In this paper we continued testing the large eddy simulation implemented in two numerical platforms AF and OF for the flow over a circular cylinder at $\mathrm{Re}=\mathrm{130,000}$. The priority was given to studying the possibility of LES to reproduce a complex physical phenomena of the flow for a given Reynolds number using computational grids of medium size (10-25M cells), which is of interested for practical engineering applications. In general, satisfactory results were obtained, despite the existing some discrepancies between the present results and relevant data from the literature. The discrepancies can be explained both by the specifics of numerical simulations (various computational grids, convective schemes, subgrid scale models, algorithms and methods for solving the Navier-Stokes equations) and by the methods for collecting and acquisition of physical measurements (as noted earlier, the location of the laminar-turbulent transition, which is very sensitive to the turbulence intensity of the incoming flow, is critically important).

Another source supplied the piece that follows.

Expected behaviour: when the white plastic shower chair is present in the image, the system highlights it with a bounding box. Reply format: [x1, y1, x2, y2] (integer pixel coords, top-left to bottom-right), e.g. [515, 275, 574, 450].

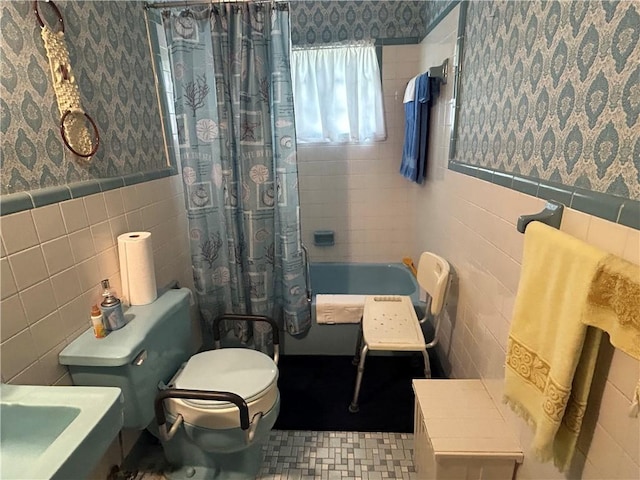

The second important aspect is validation of LES using single-precision arithmetic. In practice, the use of SP allows to reduce the RAM costs and obtain a small performance gain (in this paper $\approx 20\%$) for classical CPUs and, in theory, a significant performance gain for GPUs. The important practical conclusion for engineering applications, as well as for the development of machine learning algorithms, is that the differences between the two runs with SP and DP using AF are negligible for all integral, local and spectral characteristics of the flow. In addition, it is shown that the numerical methodology using SP arithmetic is stable by Lyapunov. The special run using the concept of mixed precision arithmetic implemented in OF showed satisfactory convergence with the results predicted by AF, which indicates a significant degree of consistency of these numerical platforms. It worth to notice, that an attempt to use OF with SP to predict this flow was failed. In this case it seems that the linear algebra solvers implemented in OF are more sensitive to round-off errors and the related high-frequency noise.

The next important step to continue this work is seen as further testing of the numerical methods for the critical and post-critical flows over a circular cylinder, as well as increasing the Mach number to study the compressibility effect.